Tanrım, bu dünyada ne çok acı var!.. Aklım, yüreğim nasıl dayanır bu keskin gerçeğe? Ruhum nasıl huzur bulur bu kıyamette?
Aşkım, Günışığım, Sebebim, gücümüz yok acıları dindirmeye. Ben, sana sımsıkı sarılıp koynunda gözyaşı dökebilirim. Kulaklarımı tıkayıp, gözlerimi yummam. Kendimi teselli etmem, kandırmam, oyalamam, çünkü Aşkım, bu akılalmaz, cehennemi düzenin ortasındayız.

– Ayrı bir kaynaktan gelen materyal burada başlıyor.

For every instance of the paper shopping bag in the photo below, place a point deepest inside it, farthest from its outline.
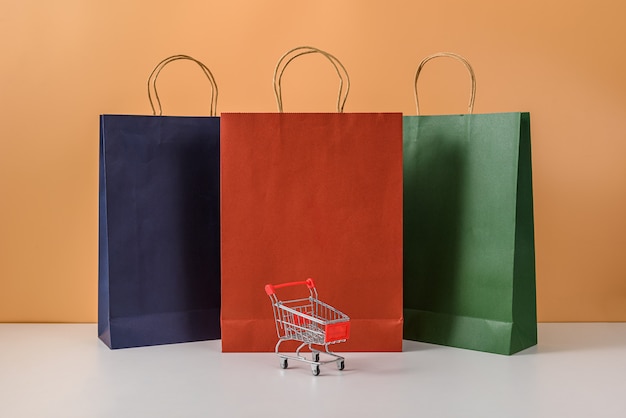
(159, 242)
(312, 195)
(469, 266)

Keder dağlarından, çöl seraplarından geçer yolumuz. Çaresizlik okyanusunda çırpınan canların haykırışlarıyla vurulur vicdanımız. İnsanlığımız lime lime edilirken yüreğimizi ağlarız, biz buyuz.
Allahım, ne çok acı var bu yerde!.. Neden bu cinnet?..
Sihirli değneğim yok, gücüm yok, dünyayı kurtaramam. Sen saçımı okşarken, ben gözyaşı dökebilirim, farkındayım, huzur için yetmez. Sessiz isyanını okurum yüzünün her çizgisinde, kıvılcımlar yüreğime düşer, ruhlarımız yanıyor.
Yorgunum, umutsuz değil. Bu yer, bunca acı barındıran bu dünya , bizim olamaz, yorgunluğum bu sebepten. Oysa yaşamak için herşey var. Güneş her sabah doğar, gece yıldızlarla bezeli gökyüzü. Mevsimler, tabiatın gönül telleri; onların müziği ile uyanmak, yanıbaşında, Aşkım, mutluluk bu. Uyanıp, hayat henüz dalmadan günümüze, o anda kalalım isterim Aşkım. Zaman dursun, gölgeler düşmesin üstümüze, kendimizi kandırmadan, ertelemeden yaşayalım isterim.